Ubuntu it is a fairly versatile open source operating system that allows you to have many tools that you can take full advantage of. The tools you can count on range from knowing the weather forecast to having all kinds of office or scheduling extensions and programs.
How to create a persistent USB in Ubuntu with Mkusb: easy and fast
Thanks to the fact that this system is one of the most secure and customizable, you won't have to worry about it being infected with a virus. Since viruses are usually programmed to attack other more vulnerable operating systems. However, you can install Comodo for Linux for added protection. But that's not all, you can also create one Persistent USB with Ubuntu, in this article we will guide you.
What does a persistent USB installer do?
These Unix USBs, like the Universal USB Installers, allow you to create the necessary bootable files on a partition. This same partition is formatted with FAT32 and, due to limitations in FAT32 itself, the file size is 4G at most.
Now, if what you want is more persistent storage space, you can replace it with a partition whose storage limit will be the same as the USB storage you are currently using.
You can use the GParted partition manager where you can resize the FAT32 partition and thus have more space for a new one largest EXT4 partition to enjoy more storage space.
The persistent file you have can be deleted and when you turn your computer back on, the Ubuntu OS will automatically select the persistent partition with the most space.
But while everything sounds great so far, there is one small problem, Ubuntu itself can't change its own active boot partition, so you'll need another Ubuntu system to do that. You can use a second USB stick containing Ubuntu Live. We will show you below what are the steps to follow.
How to create persistent USB in Ubuntu?
This time we will use 32bit version of Ubuntu 13.10, if you don't know your Ubuntu system version you can do it easily, instead to create a persistent USB you have to follow the following steps:
- The first step to follow is to install Ubuntu on two USB devices and do a small configuration on them so that both have a persistent memory of at least 100 MB.
- You should open or run Ubuntu from one of the drives and keep the other drive offline.
- You have to look for the GParted Partition Editor option and Ubuntu Dash and open it. The same is installed by default in 13.10
- This is when you should insert the other USB device and, after a few seconds, update it in GParted, which you can open using the Ctrl + R command. When you do this, you should see a new device added to the list. You need to check that the size matches that of your USB and select it.
- You should now check the mount point (/media/ubuntu/UUI)

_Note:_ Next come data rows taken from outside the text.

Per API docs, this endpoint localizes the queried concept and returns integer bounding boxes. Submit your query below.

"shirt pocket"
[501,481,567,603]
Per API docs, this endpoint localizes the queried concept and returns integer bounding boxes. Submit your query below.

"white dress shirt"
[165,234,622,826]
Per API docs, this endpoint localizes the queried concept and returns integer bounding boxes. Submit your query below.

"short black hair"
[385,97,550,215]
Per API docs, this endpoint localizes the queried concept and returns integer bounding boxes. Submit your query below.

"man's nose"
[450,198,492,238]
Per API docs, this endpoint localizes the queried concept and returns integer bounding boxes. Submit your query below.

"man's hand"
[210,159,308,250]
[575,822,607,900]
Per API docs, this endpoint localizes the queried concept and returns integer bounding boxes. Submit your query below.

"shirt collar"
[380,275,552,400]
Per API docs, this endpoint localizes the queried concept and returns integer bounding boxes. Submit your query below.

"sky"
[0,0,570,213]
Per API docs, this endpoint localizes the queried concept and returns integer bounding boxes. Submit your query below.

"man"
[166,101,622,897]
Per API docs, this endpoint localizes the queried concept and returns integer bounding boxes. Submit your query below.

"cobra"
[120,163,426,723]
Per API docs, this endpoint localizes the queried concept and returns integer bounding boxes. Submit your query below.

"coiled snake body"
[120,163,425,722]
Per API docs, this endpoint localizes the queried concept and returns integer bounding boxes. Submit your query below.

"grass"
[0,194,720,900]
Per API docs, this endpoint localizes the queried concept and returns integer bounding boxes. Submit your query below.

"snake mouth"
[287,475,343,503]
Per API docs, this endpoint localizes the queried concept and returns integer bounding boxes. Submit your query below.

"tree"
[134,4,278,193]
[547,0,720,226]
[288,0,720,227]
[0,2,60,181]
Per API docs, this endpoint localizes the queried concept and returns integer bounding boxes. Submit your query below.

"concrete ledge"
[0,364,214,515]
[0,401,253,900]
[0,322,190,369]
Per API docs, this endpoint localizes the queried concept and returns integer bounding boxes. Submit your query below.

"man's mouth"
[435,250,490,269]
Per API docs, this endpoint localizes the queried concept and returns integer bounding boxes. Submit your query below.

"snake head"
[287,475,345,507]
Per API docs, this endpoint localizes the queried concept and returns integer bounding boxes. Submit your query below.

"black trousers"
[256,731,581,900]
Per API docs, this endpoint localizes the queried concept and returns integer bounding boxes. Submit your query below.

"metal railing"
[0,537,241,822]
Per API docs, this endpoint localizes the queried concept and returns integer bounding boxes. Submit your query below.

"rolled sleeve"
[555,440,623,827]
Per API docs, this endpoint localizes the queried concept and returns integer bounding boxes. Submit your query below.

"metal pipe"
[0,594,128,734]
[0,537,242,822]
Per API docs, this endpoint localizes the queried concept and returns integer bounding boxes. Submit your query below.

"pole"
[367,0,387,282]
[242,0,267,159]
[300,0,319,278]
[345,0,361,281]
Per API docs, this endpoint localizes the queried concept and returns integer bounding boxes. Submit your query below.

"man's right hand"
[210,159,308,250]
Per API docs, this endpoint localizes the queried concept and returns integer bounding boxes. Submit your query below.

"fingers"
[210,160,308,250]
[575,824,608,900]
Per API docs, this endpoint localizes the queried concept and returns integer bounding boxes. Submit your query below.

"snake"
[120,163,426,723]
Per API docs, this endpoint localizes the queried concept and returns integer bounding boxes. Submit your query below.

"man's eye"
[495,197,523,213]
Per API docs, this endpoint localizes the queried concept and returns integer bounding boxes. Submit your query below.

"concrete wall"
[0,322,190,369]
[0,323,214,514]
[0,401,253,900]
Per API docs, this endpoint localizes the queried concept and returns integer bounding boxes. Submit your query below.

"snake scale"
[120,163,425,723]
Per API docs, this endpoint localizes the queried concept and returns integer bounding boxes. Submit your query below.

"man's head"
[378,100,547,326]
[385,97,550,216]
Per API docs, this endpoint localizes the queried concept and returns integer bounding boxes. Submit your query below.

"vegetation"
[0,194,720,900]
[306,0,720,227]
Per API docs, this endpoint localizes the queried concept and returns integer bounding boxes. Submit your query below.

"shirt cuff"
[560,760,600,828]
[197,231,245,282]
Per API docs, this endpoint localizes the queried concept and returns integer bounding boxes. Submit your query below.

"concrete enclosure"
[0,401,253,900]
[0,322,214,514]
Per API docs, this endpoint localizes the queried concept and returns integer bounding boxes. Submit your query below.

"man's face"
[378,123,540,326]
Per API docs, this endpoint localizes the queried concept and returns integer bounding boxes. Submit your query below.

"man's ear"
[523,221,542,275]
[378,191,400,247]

- You should now open the terminal window using the command Ctrl + Alt + T and remove the persistent files using the following command: rm -v /media/ubuntu/UUI/casper-rw
- Update GParted again and check the changes that have been made to Used
- Now, place the cursor on the partition and right click and select the unmount option. If you followed the steps to the letter, you will notice that the mount point it is no longer reflected on the screen.

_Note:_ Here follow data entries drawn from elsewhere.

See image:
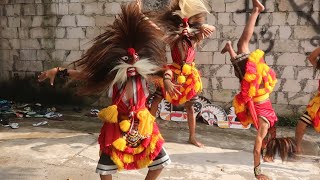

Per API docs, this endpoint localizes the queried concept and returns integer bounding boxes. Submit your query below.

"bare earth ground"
[0,108,320,180]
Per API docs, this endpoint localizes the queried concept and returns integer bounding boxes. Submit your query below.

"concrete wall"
[0,0,320,114]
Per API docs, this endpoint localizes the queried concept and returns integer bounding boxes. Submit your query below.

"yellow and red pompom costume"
[98,76,164,170]
[165,37,202,105]
[305,88,320,133]
[233,49,277,128]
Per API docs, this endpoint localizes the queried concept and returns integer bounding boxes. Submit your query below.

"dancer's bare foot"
[252,0,265,12]
[256,174,269,180]
[221,41,232,54]
[189,137,204,148]
[296,145,302,155]
[263,156,273,162]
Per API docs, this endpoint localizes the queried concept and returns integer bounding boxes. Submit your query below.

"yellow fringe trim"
[119,120,131,132]
[98,105,118,123]
[112,137,127,151]
[137,109,155,136]
[307,93,320,132]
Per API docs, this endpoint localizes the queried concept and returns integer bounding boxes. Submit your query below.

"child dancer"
[221,0,277,180]
[39,2,170,180]
[150,0,215,147]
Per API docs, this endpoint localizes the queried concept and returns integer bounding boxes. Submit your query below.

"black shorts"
[96,148,171,175]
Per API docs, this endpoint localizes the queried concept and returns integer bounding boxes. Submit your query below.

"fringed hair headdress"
[76,2,166,94]
[157,0,209,44]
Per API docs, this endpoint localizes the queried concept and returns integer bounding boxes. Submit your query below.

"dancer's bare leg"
[100,175,112,180]
[295,120,307,154]
[221,41,237,60]
[237,0,264,54]
[145,168,163,180]
[150,95,162,117]
[185,101,204,147]
[253,118,269,180]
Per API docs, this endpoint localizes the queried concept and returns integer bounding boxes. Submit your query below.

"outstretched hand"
[256,174,269,180]
[163,79,181,97]
[38,68,58,86]
[200,24,214,39]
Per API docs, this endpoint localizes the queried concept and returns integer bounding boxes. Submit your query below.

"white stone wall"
[0,0,320,114]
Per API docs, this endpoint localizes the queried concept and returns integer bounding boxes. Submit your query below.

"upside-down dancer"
[295,47,320,154]
[150,0,215,147]
[39,1,170,180]
[221,0,293,180]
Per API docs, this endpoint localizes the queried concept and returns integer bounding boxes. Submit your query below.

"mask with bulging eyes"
[121,48,139,77]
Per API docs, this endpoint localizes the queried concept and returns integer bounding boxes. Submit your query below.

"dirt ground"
[0,107,320,180]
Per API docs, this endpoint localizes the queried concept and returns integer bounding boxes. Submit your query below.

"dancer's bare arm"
[308,47,320,67]
[38,67,82,85]
[196,24,216,41]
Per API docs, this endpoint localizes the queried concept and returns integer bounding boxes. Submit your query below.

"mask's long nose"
[128,48,139,64]
[181,18,189,35]
[182,18,189,28]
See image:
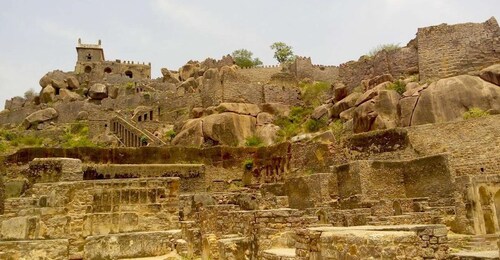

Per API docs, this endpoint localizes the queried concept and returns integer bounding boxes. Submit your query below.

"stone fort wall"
[417,17,500,80]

- Right click on the partition again, but this time select the Resize/Move option and you will be able to see the assigned partition.
- It's time for you to create a new partition for persistent storage and choose the partition you didn't allocate and right click it and select the New option.

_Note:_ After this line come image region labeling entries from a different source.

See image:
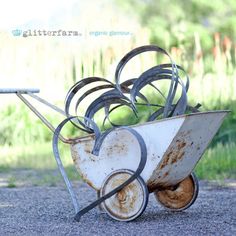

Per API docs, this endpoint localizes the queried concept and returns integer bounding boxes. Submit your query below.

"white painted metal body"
[71,111,227,191]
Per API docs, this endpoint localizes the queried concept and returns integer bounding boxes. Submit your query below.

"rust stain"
[147,137,189,192]
[106,143,128,156]
[155,177,195,209]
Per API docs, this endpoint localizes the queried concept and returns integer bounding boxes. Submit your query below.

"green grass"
[0,142,80,188]
[196,143,236,180]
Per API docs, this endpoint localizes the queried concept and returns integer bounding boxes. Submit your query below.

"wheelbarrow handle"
[0,88,40,94]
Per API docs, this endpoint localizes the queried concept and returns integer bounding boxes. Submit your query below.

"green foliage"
[196,143,236,180]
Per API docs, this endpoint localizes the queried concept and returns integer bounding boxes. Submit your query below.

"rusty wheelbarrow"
[0,89,228,221]
[0,45,228,221]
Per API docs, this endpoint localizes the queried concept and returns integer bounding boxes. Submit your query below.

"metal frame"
[0,88,79,213]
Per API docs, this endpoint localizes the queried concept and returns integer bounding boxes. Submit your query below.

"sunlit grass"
[196,143,236,180]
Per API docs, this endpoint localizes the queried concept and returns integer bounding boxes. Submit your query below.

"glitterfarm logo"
[12,29,133,38]
[12,29,82,38]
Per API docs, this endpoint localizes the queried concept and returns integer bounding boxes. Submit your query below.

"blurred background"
[0,0,236,187]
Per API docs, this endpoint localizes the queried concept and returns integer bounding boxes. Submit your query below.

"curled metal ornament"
[65,45,198,133]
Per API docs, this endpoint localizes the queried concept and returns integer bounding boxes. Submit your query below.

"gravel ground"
[0,181,236,236]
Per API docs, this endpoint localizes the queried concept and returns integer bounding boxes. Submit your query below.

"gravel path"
[0,181,236,236]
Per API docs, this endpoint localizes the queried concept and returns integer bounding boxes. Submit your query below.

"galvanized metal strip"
[52,117,100,213]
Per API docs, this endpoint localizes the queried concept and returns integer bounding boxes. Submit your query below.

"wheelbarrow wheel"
[154,173,199,211]
[100,169,149,221]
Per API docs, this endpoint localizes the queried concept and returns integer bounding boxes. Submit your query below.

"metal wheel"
[100,169,149,221]
[154,173,199,211]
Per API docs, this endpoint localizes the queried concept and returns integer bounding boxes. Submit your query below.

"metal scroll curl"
[53,117,147,221]
[65,45,199,133]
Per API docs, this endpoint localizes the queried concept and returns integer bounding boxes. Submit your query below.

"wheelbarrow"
[0,89,228,221]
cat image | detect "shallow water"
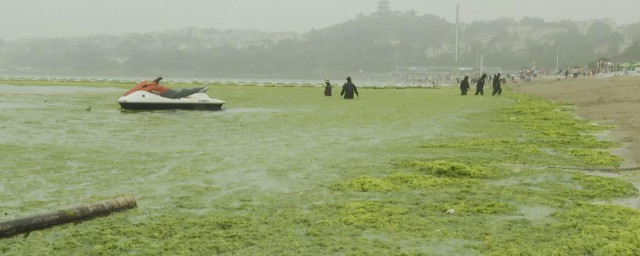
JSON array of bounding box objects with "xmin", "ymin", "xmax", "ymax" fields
[{"xmin": 0, "ymin": 85, "xmax": 464, "ymax": 219}]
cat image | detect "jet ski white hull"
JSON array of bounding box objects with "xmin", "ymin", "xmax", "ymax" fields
[{"xmin": 118, "ymin": 91, "xmax": 225, "ymax": 110}]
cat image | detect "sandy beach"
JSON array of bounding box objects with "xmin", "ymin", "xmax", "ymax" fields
[{"xmin": 509, "ymin": 77, "xmax": 640, "ymax": 167}]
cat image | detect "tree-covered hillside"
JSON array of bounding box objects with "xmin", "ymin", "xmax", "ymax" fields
[{"xmin": 0, "ymin": 11, "xmax": 640, "ymax": 78}]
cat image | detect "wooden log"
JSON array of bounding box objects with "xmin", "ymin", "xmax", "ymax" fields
[{"xmin": 0, "ymin": 196, "xmax": 136, "ymax": 237}]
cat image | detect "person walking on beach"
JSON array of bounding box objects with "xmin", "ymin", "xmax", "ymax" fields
[
  {"xmin": 324, "ymin": 79, "xmax": 331, "ymax": 96},
  {"xmin": 475, "ymin": 74, "xmax": 487, "ymax": 95},
  {"xmin": 460, "ymin": 76, "xmax": 471, "ymax": 95},
  {"xmin": 340, "ymin": 76, "xmax": 360, "ymax": 99},
  {"xmin": 491, "ymin": 73, "xmax": 502, "ymax": 95}
]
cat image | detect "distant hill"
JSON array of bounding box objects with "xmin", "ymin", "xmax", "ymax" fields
[{"xmin": 0, "ymin": 11, "xmax": 640, "ymax": 78}]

- Now choose il filesystem ext4 where you will label casper-rw and click add.
- Verify that all parameters are correct and once done, press the green button to verify and apply all pending operations.
- Already the penultimate step is to shutdown Ubuntu and remove the first USB device and reboot from the second USB device
- Finally open a terminal with the command Ctrl + Alt + T and type the following command: df . –hy check that the Avail size matches the persistent partition you created.